The controversy has caught the attention of the Los Angeles Times. On Friday, the front page will reportedly ask "Where's The Diversity?" in response to complaints about minorities not being included in this year's nominations.
The alleged omission of diversity also spurred the return of last year's #OscarsSoWhite hashtag on Twitter. The hashtag now takes form in the shape of "#OscarsStillSoWhite and prompted a debate about race in the entertainment industry.
Among the films with leading or predominately African-American actors whom activists say were passed over by the Academy were "Straight Outta Compton," "Creed," "Beasts of No Nation," and "Concussion."
Critics, by and large, considered "Straight Outta Compton" and "Creed" box office successes.

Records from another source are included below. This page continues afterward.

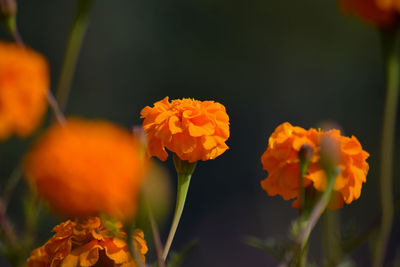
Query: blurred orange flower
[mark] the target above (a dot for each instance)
(24, 81)
(194, 130)
(87, 242)
(282, 163)
(383, 13)
(87, 167)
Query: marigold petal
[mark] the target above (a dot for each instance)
(281, 156)
(192, 129)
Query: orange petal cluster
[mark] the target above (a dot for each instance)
(87, 243)
(194, 130)
(24, 81)
(84, 168)
(383, 13)
(282, 163)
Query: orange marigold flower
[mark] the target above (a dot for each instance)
(87, 242)
(24, 81)
(194, 130)
(86, 167)
(383, 13)
(282, 163)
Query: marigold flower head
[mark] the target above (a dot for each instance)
(24, 81)
(84, 168)
(194, 130)
(383, 13)
(87, 242)
(282, 163)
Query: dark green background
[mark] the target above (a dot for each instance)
(266, 61)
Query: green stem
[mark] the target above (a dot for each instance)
(302, 239)
(74, 44)
(156, 236)
(129, 228)
(390, 41)
(183, 186)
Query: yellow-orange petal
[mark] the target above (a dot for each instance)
(192, 129)
(24, 81)
(85, 168)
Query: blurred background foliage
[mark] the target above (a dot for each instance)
(266, 61)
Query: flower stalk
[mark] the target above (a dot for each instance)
(390, 41)
(78, 31)
(185, 170)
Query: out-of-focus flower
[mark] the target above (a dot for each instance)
(282, 163)
(383, 13)
(84, 168)
(87, 242)
(194, 130)
(24, 81)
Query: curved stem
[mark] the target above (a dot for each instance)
(390, 42)
(183, 186)
(74, 44)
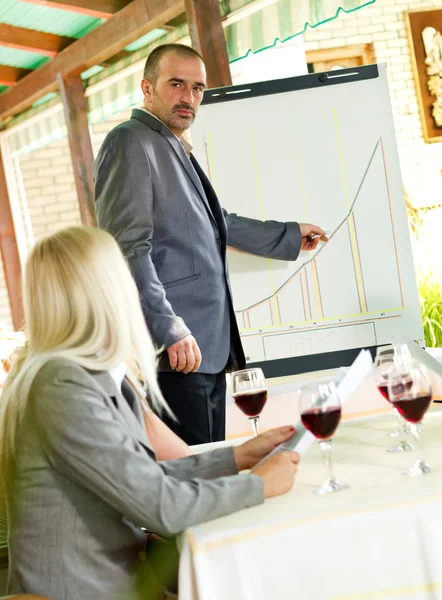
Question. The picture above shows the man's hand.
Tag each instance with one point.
(251, 452)
(309, 242)
(185, 355)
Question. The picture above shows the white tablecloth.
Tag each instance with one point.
(380, 539)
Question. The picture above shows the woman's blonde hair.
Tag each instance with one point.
(80, 303)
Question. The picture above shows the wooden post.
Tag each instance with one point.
(9, 252)
(207, 35)
(75, 112)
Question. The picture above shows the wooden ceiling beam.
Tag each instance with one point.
(10, 75)
(207, 35)
(31, 40)
(101, 9)
(128, 25)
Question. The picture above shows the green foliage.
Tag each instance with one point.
(427, 252)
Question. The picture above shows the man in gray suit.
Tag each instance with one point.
(154, 198)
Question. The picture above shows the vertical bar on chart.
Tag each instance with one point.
(317, 290)
(274, 308)
(305, 296)
(357, 263)
(351, 227)
(387, 179)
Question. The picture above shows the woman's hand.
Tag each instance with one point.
(250, 453)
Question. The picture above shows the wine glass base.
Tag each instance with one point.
(401, 447)
(330, 486)
(395, 433)
(420, 468)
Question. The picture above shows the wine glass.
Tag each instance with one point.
(320, 409)
(409, 391)
(383, 364)
(250, 394)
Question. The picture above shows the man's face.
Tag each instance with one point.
(178, 91)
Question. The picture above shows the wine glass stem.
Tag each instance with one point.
(401, 425)
(326, 449)
(254, 423)
(416, 429)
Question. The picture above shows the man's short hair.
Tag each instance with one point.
(151, 67)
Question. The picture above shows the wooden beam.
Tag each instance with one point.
(31, 40)
(207, 35)
(113, 59)
(138, 18)
(9, 252)
(75, 112)
(101, 9)
(10, 75)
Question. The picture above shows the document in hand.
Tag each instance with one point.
(359, 370)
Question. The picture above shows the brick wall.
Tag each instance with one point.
(383, 25)
(5, 311)
(49, 187)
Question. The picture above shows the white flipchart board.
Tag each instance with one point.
(319, 148)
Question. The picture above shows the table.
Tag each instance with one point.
(380, 539)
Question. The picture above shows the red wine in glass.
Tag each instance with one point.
(413, 409)
(384, 391)
(251, 402)
(322, 422)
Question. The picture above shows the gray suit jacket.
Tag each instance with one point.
(86, 481)
(159, 205)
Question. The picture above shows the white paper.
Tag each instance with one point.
(303, 439)
(419, 354)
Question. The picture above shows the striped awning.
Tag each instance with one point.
(250, 26)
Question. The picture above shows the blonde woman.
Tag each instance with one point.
(80, 475)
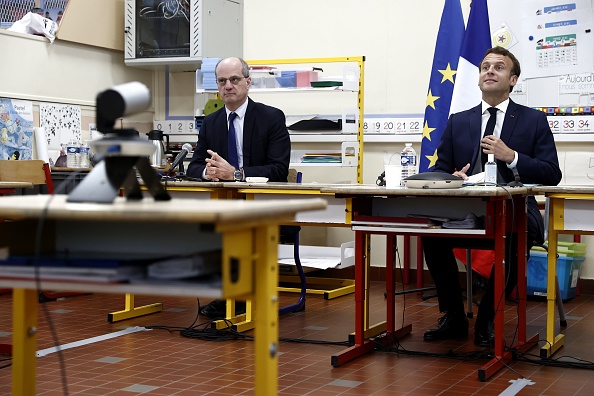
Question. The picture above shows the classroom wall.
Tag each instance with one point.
(397, 37)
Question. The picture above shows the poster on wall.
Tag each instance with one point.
(16, 129)
(62, 123)
(557, 37)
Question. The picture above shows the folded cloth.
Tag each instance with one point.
(469, 222)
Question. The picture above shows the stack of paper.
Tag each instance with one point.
(209, 80)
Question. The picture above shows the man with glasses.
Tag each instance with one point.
(244, 139)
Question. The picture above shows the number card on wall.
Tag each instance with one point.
(173, 127)
(392, 125)
(572, 124)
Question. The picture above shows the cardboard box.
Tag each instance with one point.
(305, 77)
(568, 273)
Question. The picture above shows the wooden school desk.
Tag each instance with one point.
(335, 214)
(246, 232)
(377, 210)
(571, 211)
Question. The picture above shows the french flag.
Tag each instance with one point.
(477, 40)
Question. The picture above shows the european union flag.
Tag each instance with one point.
(441, 83)
(477, 40)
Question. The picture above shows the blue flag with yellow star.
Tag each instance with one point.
(441, 83)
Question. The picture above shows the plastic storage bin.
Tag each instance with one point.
(287, 79)
(568, 272)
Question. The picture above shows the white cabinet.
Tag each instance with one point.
(179, 34)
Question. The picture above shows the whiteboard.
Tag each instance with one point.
(542, 91)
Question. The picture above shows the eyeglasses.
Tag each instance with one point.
(234, 80)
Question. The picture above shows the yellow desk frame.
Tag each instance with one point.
(248, 233)
(571, 211)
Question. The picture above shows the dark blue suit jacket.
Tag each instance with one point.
(266, 142)
(524, 130)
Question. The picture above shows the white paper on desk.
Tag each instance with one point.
(475, 179)
(318, 257)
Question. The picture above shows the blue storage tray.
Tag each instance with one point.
(568, 272)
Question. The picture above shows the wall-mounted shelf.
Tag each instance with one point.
(352, 79)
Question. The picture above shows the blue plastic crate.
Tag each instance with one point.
(568, 272)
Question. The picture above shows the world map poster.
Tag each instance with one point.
(16, 129)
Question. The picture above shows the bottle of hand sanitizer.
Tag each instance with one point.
(491, 170)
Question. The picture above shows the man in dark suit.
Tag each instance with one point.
(262, 143)
(243, 139)
(521, 142)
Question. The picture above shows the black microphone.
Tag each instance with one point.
(186, 148)
(517, 182)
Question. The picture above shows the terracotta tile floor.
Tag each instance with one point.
(159, 362)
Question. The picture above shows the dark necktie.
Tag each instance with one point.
(232, 157)
(489, 130)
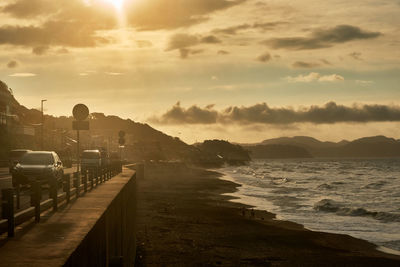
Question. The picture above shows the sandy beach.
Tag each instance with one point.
(184, 220)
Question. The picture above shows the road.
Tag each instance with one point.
(5, 182)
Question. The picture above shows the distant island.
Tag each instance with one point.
(20, 128)
(306, 147)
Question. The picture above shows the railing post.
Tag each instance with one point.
(67, 186)
(53, 193)
(77, 183)
(7, 207)
(17, 195)
(84, 181)
(91, 177)
(97, 176)
(36, 197)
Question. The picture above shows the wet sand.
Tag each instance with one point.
(183, 220)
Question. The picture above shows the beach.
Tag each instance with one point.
(185, 220)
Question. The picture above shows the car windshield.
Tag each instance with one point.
(37, 159)
(17, 154)
(90, 155)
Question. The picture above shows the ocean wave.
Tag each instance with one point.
(329, 205)
(376, 185)
(325, 187)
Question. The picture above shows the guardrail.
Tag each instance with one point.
(81, 183)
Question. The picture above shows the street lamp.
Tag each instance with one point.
(41, 140)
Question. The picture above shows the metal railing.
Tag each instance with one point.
(81, 183)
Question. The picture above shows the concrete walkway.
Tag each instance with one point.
(58, 235)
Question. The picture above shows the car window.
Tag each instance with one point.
(90, 155)
(17, 154)
(37, 159)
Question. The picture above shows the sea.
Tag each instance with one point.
(358, 197)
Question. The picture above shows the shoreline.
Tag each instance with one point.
(276, 216)
(185, 220)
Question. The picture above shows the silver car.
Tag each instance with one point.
(44, 166)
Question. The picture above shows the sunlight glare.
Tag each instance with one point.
(118, 4)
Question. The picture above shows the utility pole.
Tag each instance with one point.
(42, 131)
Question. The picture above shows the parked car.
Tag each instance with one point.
(14, 157)
(90, 159)
(44, 166)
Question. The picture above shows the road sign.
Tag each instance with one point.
(80, 125)
(80, 112)
(121, 141)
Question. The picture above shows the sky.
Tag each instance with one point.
(239, 70)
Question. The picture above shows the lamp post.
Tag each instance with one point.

According to Box Office Mojo, as of Jan. 14, the films raked in more than $161 million and $106 million in the U.S., respectively.
"The fact that they weren't nominated is just a slap in the face to the black community," said Najee Ali of the National Action Network.
About 94 percent of Academy Award voters are white.
AMPAS President Cheryl Boone Isaacs was aware of the diversity concerns and urged patience.
"Stick with us. We're still working very hard and we'll continue to work hard ... to bring in more inclusion, into the Academy, into Hollywood," she said
Hutchinson said he and other activists are done with "broken promises."
"We're calling for a nationwide tune-out of the Academy Awards ceremony ... Don't watch it," he said.